Derry’s police and fire departments survived challenges to several budget items, as their chiefs cited the need at the April 30 budget meeting to serve the town safely.
Items “flagged” during the previous budget hearings for police and fire were $117,000 for lease of police cruisers and the salaries – and necessity – of the four fire Battalion Chiefs. Police Chief Ed Garone and Fire Chief George Klauber attended the meeting to advocate for their departments.
Town Administrator John Anderson said it was the practice to replace the patrol cars every three years. Not doing it, he said, would add money to the “vehicle repair” line item.

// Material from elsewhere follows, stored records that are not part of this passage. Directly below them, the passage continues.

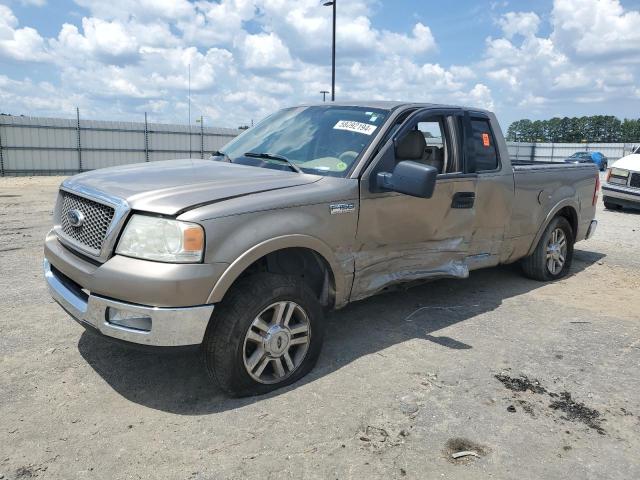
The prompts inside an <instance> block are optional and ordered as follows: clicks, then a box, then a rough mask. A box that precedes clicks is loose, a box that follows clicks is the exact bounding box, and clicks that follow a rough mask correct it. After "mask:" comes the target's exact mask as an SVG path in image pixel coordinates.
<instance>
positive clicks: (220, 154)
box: [211, 150, 233, 163]
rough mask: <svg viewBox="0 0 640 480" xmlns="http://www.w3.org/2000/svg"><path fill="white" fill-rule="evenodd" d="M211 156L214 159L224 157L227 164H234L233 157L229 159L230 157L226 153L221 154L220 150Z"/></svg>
mask: <svg viewBox="0 0 640 480" xmlns="http://www.w3.org/2000/svg"><path fill="white" fill-rule="evenodd" d="M211 156H212V157H222V158H223V159H224V161H225V162H228V163H233V160H231V157H229V155H227V154H226V153H224V152H221V151H220V150H216V151H215V152H211Z"/></svg>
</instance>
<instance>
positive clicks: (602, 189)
mask: <svg viewBox="0 0 640 480" xmlns="http://www.w3.org/2000/svg"><path fill="white" fill-rule="evenodd" d="M602 196H603V197H611V198H617V199H619V200H626V201H627V202H638V203H640V188H634V187H627V186H624V185H616V184H615V183H605V184H604V185H603V186H602Z"/></svg>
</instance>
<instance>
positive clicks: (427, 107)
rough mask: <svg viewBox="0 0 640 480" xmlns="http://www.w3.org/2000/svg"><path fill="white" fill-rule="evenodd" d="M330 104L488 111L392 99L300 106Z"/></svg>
mask: <svg viewBox="0 0 640 480" xmlns="http://www.w3.org/2000/svg"><path fill="white" fill-rule="evenodd" d="M330 105H335V106H338V107H362V108H376V109H381V110H395V109H397V108H399V107H410V108H462V109H464V110H473V111H476V112H486V113H489V111H488V110H485V109H482V108H476V107H464V106H461V105H445V104H438V103H420V102H401V101H392V100H371V101H360V100H353V101H343V102H318V103H311V104H304V105H301V106H304V107H322V106H324V107H326V106H330Z"/></svg>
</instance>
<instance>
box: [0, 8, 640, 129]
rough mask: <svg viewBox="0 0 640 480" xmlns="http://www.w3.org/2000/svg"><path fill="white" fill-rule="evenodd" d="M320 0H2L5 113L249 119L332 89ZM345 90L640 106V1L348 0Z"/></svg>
mask: <svg viewBox="0 0 640 480" xmlns="http://www.w3.org/2000/svg"><path fill="white" fill-rule="evenodd" d="M322 3H323V2H322V1H320V0H217V1H204V0H203V1H195V2H189V1H187V0H137V1H135V0H108V1H105V0H55V1H54V0H0V112H3V113H10V114H16V115H33V116H49V117H73V116H75V109H76V107H78V108H79V109H80V114H81V117H82V118H91V119H100V120H127V121H141V120H143V118H144V113H145V112H147V113H148V115H149V120H150V121H152V122H170V123H188V122H189V102H188V98H189V96H188V92H189V70H190V72H191V82H190V85H191V118H190V120H191V123H194V122H195V121H196V119H197V118H200V116H203V117H204V123H205V125H208V126H213V125H215V126H225V127H237V126H239V125H247V124H250V123H251V122H252V121H258V120H260V119H262V118H264V117H265V116H266V115H268V114H270V113H272V112H273V111H275V110H277V109H279V108H283V107H286V106H291V105H296V104H301V103H315V102H318V101H322V95H321V93H320V91H321V90H330V88H331V7H326V6H322ZM337 13H338V20H337V23H338V27H337V42H336V43H337V73H336V99H337V100H356V99H357V100H405V101H416V102H434V103H447V104H456V105H468V106H475V107H483V108H488V109H490V110H494V111H495V112H496V113H497V115H498V119H499V120H500V123H501V124H502V127H503V129H506V128H507V127H508V125H509V124H510V123H511V122H512V121H514V120H518V119H520V118H531V119H545V118H550V117H553V116H582V115H600V114H602V115H615V116H618V117H620V118H640V0H535V1H521V0H503V1H481V0H457V1H449V2H442V1H441V0H440V1H438V0H420V1H416V0H413V1H411V0H337Z"/></svg>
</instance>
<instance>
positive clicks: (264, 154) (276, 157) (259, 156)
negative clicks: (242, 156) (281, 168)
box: [244, 152, 304, 173]
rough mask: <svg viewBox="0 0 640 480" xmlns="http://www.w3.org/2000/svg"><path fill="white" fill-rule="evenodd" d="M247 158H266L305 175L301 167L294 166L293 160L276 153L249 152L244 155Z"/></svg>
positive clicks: (297, 172)
mask: <svg viewBox="0 0 640 480" xmlns="http://www.w3.org/2000/svg"><path fill="white" fill-rule="evenodd" d="M244 156H245V157H252V158H264V159H265V160H275V161H277V162H282V163H286V164H287V165H288V166H289V167H290V168H291V170H293V171H295V172H297V173H304V172H303V171H302V170H301V169H300V167H298V166H297V165H296V164H294V163H293V162H292V161H291V160H289V159H288V158H287V157H283V156H282V155H276V154H275V153H256V152H247V153H245V154H244Z"/></svg>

Garone brought up the estimated mileage that would be on the cruisers by 2015 if they were not replaced, ranging from 97,743 to 170,130. “Would you want to load up your family and drive to the West Coast in a car that had 100,000 miles on it, and then have to stop suddenly?” he asked the Council. The cut would drastically affect his officers’ ability to do their jobs, he said.
Councilor Mark Osborne made a motion to eliminate the $117,000 from this year’s budget, which was seconded by Councilor Tom Cardon. “You took their cruisers, you took their overtime why not just eliminate the department altogether?” a frustrated Councilor Phyllis Katsakiores said. Chief Financial Officer Frank Childs reminded the Council that if they remove the $117,000 from this year’s budget, it will leave a “hole” in the 2015 budget. Also, he said, the Council would be looking at approximately $16,000 more in vehicle repairs.
With a level-funded budget next year, the tax cap and a potential rise in health insurance, Garone would have to reduce two to three positions to get the $117,000 back, Anderson added. Osborne expressed frustration that, “We haven’t heard any of this before.” Councilor Brad Benson responded, “You were the one who chose not to talk to people, to go out and get your own independent research. You didn’t talk to the chief.” Benson said he switches out his Benson’s Lumber and Hardware fleet every four years – “and our drivers don’t go 100 miles per hour,” he added.
“Attacking me,” Osborne said, “is not going to solve the problem.” Benson said his remarks were not meant for Osborne in particular, but for the new Councilors in general.
But, he added, “You are using everyone else’s time to get yourself up to speed.” The problem, new Councilor Tom Cardon said, is one of timing. Under Derry’s form of government, “We’re elected in March, we have one meeting, and we’re thrown into the budget cycle,” he said. “We’ll have a better handle on the process next year.”
The issue, Benson said, “is bigger than this room here” in regard to Derry’s spiraling tax rate.
Cardon asked, “What do you think the schools are going to do next year?” “You know what the schools will do,” Benson responded. Councilor Neil Wetherbee said, “The police and fire and public works have developed a process in which they need to replace certain capital equipment at certain points in their life span. It’s not a good idea for us to come in and reinvent the wheel. Are we going to do this every year the school jacks up taxes?” The additional $800,000 voted in at the School District Meeting “could have funded Taylor Library for five years,” Wetherbee said.
Anderson suggested funding several smaller items, totaling $122,125, from the fund balance and leaving the cruisers in the regular budget.
Osborne repeated his motion to remove the cruisers from the budget. The vote was yes from himself and Cardon; an abstention by Al Dimmock; and no from Katsakiores, Wetherbee, Benson and Chairman Michael Fairbanks. The cruisers will stay in the budget.
After discussion the Council took no action to remove the fire battalion chief positions.